- Born: November 14, 1973 (age 51) San Juan, Puerto Rico
- Occupation: Sportswriter

= Marly Rivera =

Puerto Rican journalist

Marly Rivera (born November 14, 1973) is a sportswriter and reporter who formerly worked for ESPN and ESPN Deportes, and was also a contributor to ESPN Radio and ESPN Deportes Radio.

In April 2023, Rivera was fired from the network for getting into an argument with another reporter, Ivón Gaete, calling her a "fucking cunt" at Yankee Stadium following a confrontation. Gaete, a freelance reporter, is the wife of MLB vice president of communications John Blundell.

==Career==
Rivera was a general assignment sportswriter and reporter at ESPN Deportes Digital before being named a New York Yankees beat writer. She is the second woman of color to have covered the Yankees as a beat, following in the footsteps of her mentor, Claire Smith.

Prior to working at ESPN, Rivera was an editorial producer and writer at Major League Baseball Advanced Media and a reporter and editor at Univision Communications.
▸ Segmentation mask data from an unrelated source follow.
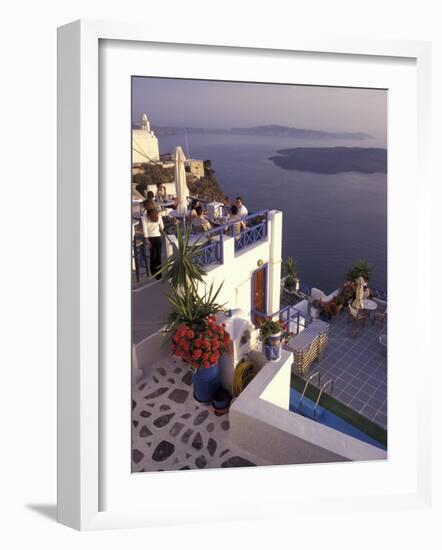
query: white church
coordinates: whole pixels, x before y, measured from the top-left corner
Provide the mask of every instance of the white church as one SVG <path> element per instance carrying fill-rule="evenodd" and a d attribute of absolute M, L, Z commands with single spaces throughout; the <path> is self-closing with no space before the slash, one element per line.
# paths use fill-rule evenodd
<path fill-rule="evenodd" d="M 143 113 L 140 128 L 132 130 L 132 164 L 159 160 L 158 138 L 150 128 L 146 113 Z"/>

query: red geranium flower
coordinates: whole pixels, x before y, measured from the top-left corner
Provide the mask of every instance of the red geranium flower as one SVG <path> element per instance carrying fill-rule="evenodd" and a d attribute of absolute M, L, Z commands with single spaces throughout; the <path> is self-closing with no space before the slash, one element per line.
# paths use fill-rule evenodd
<path fill-rule="evenodd" d="M 203 340 L 203 348 L 210 349 L 210 342 L 209 340 L 207 340 L 207 338 Z"/>

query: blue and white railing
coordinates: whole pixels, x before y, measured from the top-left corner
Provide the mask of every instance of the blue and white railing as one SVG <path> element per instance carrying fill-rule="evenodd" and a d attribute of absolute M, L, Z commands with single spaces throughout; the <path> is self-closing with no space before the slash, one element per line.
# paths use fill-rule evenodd
<path fill-rule="evenodd" d="M 252 310 L 252 318 L 256 326 L 259 326 L 261 319 L 275 319 L 275 317 L 284 323 L 288 330 L 293 331 L 295 336 L 301 332 L 301 329 L 306 328 L 308 325 L 306 317 L 294 306 L 285 306 L 270 315 L 255 309 Z"/>
<path fill-rule="evenodd" d="M 235 252 L 249 248 L 250 246 L 263 241 L 268 235 L 268 210 L 262 210 L 249 214 L 242 218 L 246 228 L 236 233 L 236 227 L 240 220 L 232 220 L 219 227 L 194 235 L 196 243 L 200 243 L 200 253 L 196 255 L 195 262 L 207 266 L 211 264 L 222 264 L 223 258 L 223 237 L 229 235 L 235 238 Z M 236 227 L 235 227 L 236 226 Z"/>
<path fill-rule="evenodd" d="M 293 306 L 285 306 L 271 315 L 271 317 L 276 316 L 278 316 L 278 319 L 284 323 L 289 330 L 292 330 L 294 325 L 295 336 L 299 334 L 301 328 L 306 328 L 308 324 L 306 317 L 304 317 L 304 315 Z"/>
<path fill-rule="evenodd" d="M 195 244 L 200 244 L 198 253 L 194 256 L 194 263 L 207 266 L 224 262 L 223 232 L 221 228 L 201 233 Z"/>
<path fill-rule="evenodd" d="M 252 246 L 255 243 L 263 241 L 267 238 L 268 214 L 268 210 L 263 210 L 262 212 L 250 214 L 249 216 L 243 218 L 243 221 L 247 227 L 246 229 L 243 229 L 235 238 L 235 252 L 244 250 L 245 248 L 248 248 L 249 246 Z M 238 222 L 230 222 L 230 225 L 234 225 L 235 223 Z"/>

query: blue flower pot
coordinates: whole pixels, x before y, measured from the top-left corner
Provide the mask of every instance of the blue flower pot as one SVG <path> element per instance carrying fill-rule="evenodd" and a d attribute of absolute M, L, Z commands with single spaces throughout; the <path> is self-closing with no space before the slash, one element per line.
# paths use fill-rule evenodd
<path fill-rule="evenodd" d="M 264 344 L 264 355 L 267 361 L 278 361 L 281 359 L 281 344 L 268 345 Z"/>
<path fill-rule="evenodd" d="M 229 410 L 231 397 L 230 394 L 222 388 L 218 390 L 212 400 L 212 407 L 216 415 L 225 414 Z"/>
<path fill-rule="evenodd" d="M 211 403 L 220 388 L 218 363 L 193 373 L 193 396 L 200 403 Z"/>
<path fill-rule="evenodd" d="M 281 333 L 269 336 L 263 344 L 263 350 L 267 361 L 281 359 Z"/>

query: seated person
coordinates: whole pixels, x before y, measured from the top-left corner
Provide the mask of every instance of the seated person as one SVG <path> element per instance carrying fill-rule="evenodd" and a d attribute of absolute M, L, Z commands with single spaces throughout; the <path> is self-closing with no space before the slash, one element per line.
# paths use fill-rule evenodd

She was the only Latina national baseball writer and commentator for ESPN and ESPN Deportes and the only woman to have been a color commentator for ESPN Deportes Radio for MLB's All Star Game, postseason, and World Series broadcasts.

Rivera has been a guest contributor on Béisbol Esta Noche and Sunday Night Baseball in Spanish and English, in addition to Outside the Lines. She is also a frequent contributor to ESPN's flagship program, SportsCenter, and was a guest panelist on the July 21–22, 2016 edition of ESPN First Take. Rivera was the host of the Max y Marly podcast alongside SportsCenter anchor Max Bretos. She was also the lead reporter on the ESPN initiative known as “Béisbol Experience”, the most extensive cross-platform project ever done by the network on Latino MLB players living in the United States.

Rivera hosted the debate show Nación ESPN on ESPN2 alongside NBA Analyst and ESPN Los Angeles Radio host Jorge Sedano.

On October 13, 2017, Rivera was named one of “The 30 Most Influential Hispanics in Sports” by Sports Illustrated.

==Departure from ESPN==

Rivera was fired by ESPN on April 26, 2023 for calling a fellow journalist, Ivón Gaete, an expletive. Prior to a New York Yankees game, Rivera objected to Gaete interviewing Aaron Judge, as Rivera claimed she had scheduled time to speak exclusively with him prior to the game. When Gaete refused to discontinue the interview, Rivera called her a “fucking cunt”, which was caught on video. Rivera later said, "I fully accept responsibility for what I said, which I should not have, there were extenuating circumstances but that in no way is an excuse for my actions."

==Personal life==
Rivera is bilingual. She was born and raised in San Juan, Puerto Rico, but moved to the United States as a teenager. Her parents, Ray and Elba, are from the small town of Coamo.

Rivera has done philanthropic work to support her island of Puerto Rico after the impact of Hurricane Maria on September 20, 2017.